It is the third meeting between the leaders of the two Koreas in a few months. It will last three days: the two will meet seven or eight times. The first official appointment is at 15.30. 200 people join Moon, including the magnates of Samsung, SK, LG, Hyunday and k-pop celebrities.
Seoul (AsiaNews / Agencies) - South Korean President Moon Jae-in landed in Pyongyang at 9.50 in the morning. There was a smiling Kim Jong-un to welcome him with open arms, on the runway. The two Korean leaders embraced, amid the applause of hundreds of North Koreans (see photo 2).
They were flanked by the first lady of Pyongyang, Ri Sol-jul, and Seoul, Kim Jung-sook, who shook hands. Thus began the third inter-Korean summit, whose first official talks will be held in the afternoon, between 15.30 and 17.00.

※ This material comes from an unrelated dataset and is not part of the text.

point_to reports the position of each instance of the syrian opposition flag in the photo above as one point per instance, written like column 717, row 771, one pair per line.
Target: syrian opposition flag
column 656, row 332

The summit will last three days, in which Kim and Moon should meet seven or eight times. There are three main points on the agenda: improving inter-Korean relations; promoting denuclearization and dialogue between North Korea and the United States; putting an end to military tensions between the two Koreas.
On the margins of the official summit, other realities of the two Koreas will have the opportunity to meet. Moon arrives in Pyongyang with a full-bodied entourage of about 200 people. Besides official figures, such as Foreign Minister Kang Kyung-wha (it is the first time for the top South Korean diplomat in Pyongyang), other South Korean personalities have arrived in North Korea – including the top management of Samsung, SK group, LG group and Hyundai (see photo 3) - and the show.
The delegation accompanying Moon also includes three stars of Korean folk music (k-pop): Zico, Ailee and Ali (see photo 4). Members of South Korean civil society will today meet with Kim Yong-nam, head of the Northern State, whose role is purely representative. Instead, South Korean business magnates will be received by Ri Yong-nam, the North Korean vice-minister for economics. Seoul intends to deepen the cooperation between the two countries, within the limited margin left by economic sanctions, which for a year now have been weighing on the North Korean economy.